Firstly, I'm going to guess that it is using an indexing system just like its system for retrieving regular textual documents. This means that images are converted into discrete tokens, the sum of which effectively represent the image. When these tokens are close to identical the images are likely to be identical.
Secondly, the tokens that are used are analytical. That means that they represent qualities of the data, not the thing captured in the image. What I mean by this is that these tokens don't capture features of the object denoted by the image, rather they capture characteristics of the raster data that encodes the image. These features may be aggregates (e.g. the histogram of colours) and also associated with specific subareas of the image.
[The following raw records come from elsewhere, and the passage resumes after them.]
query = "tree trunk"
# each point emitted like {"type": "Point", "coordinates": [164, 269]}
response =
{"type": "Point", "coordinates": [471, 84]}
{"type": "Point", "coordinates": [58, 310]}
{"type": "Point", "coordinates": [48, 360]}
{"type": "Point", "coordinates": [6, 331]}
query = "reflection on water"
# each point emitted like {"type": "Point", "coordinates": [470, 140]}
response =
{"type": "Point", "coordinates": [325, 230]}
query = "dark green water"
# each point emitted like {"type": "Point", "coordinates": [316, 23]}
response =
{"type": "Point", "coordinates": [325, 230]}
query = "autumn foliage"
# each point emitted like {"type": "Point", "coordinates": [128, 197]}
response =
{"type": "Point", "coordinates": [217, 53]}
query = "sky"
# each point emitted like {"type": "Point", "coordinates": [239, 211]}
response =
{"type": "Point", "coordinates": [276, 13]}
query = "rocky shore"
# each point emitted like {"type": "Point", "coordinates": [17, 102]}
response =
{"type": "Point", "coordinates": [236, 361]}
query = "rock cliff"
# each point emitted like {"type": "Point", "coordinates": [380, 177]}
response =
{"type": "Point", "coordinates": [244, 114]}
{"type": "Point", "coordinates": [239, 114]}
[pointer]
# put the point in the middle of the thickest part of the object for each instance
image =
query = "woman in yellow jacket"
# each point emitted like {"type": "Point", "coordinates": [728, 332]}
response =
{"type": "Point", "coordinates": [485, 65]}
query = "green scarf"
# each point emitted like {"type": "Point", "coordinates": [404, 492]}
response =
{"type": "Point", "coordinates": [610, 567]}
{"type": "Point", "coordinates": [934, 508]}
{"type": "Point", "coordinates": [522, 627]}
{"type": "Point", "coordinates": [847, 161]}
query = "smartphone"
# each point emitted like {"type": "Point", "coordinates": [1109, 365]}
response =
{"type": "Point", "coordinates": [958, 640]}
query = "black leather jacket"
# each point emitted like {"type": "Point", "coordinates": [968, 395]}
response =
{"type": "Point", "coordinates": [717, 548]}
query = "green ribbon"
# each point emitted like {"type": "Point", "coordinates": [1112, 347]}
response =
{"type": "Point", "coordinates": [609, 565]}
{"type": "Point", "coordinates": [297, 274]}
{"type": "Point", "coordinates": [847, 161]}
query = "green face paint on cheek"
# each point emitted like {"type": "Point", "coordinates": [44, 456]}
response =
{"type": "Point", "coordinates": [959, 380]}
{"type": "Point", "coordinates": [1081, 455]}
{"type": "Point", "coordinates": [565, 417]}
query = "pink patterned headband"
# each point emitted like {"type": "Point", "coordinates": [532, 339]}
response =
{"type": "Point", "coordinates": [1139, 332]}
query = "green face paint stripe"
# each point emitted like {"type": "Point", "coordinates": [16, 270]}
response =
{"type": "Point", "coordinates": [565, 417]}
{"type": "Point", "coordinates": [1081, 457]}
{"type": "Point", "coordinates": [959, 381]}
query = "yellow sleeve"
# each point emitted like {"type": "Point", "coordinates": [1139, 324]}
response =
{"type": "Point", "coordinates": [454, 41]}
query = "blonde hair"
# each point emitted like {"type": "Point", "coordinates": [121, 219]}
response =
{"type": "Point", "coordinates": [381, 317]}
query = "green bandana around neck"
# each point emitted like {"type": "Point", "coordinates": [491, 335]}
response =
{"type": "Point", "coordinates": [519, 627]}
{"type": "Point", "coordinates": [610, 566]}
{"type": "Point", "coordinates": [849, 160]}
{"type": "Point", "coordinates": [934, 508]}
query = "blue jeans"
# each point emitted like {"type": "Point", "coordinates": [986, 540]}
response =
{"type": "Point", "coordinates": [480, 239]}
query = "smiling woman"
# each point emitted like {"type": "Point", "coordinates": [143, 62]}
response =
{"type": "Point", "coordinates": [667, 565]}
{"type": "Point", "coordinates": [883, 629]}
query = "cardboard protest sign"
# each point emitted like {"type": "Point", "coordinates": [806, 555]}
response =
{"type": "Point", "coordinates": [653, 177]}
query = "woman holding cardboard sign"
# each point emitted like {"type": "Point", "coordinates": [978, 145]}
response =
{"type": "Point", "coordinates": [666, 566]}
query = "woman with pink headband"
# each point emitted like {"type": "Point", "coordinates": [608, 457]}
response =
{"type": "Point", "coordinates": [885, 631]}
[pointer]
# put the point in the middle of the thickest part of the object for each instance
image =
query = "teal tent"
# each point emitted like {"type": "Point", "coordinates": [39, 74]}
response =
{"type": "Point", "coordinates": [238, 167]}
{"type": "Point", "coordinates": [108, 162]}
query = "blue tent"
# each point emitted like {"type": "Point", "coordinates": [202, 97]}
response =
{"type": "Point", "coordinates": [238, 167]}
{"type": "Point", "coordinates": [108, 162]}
Finally, the system relies on the user to perceive the similarity. Thus when you put in a picture of The Eye of London, you get back the following images:
and you then remark - wow, it understands what was in the query image - how cool is that!
This is, of course, no mean feet. What Google has excelled at here, as it generally does, is the execution at scale of a reasonably well understood approach to image matching.
However, there is another side to this paradigm. What is this a picture of?
A person with wavy hair?
A man in a gray shirt?
A man holding a microphone?
A person gesturing?
Sergey Brin?
When we ask Google for similar images, we get the following:
The result set includes, interestingly: transformations of the original image, Bill Gates, Larry Page, people in gray shirts, an agent from The Matrix, both men and women.
So, on the one hand we had the impressive reponse to London landmark query which gives the appearance of intelligence and on the other a rather confusing set of images with a high variance for what precisely is 'similar'.
Of course, the missing ingreadient here is what is traditionally referred to as semantics. The images are not interpreted in terms of what they denote, they are interpreted in terms of the characteristics of the way in which they are encoded.
Image search as an application of this paradigm makes for a good metahpor for certain approaches to text understanding.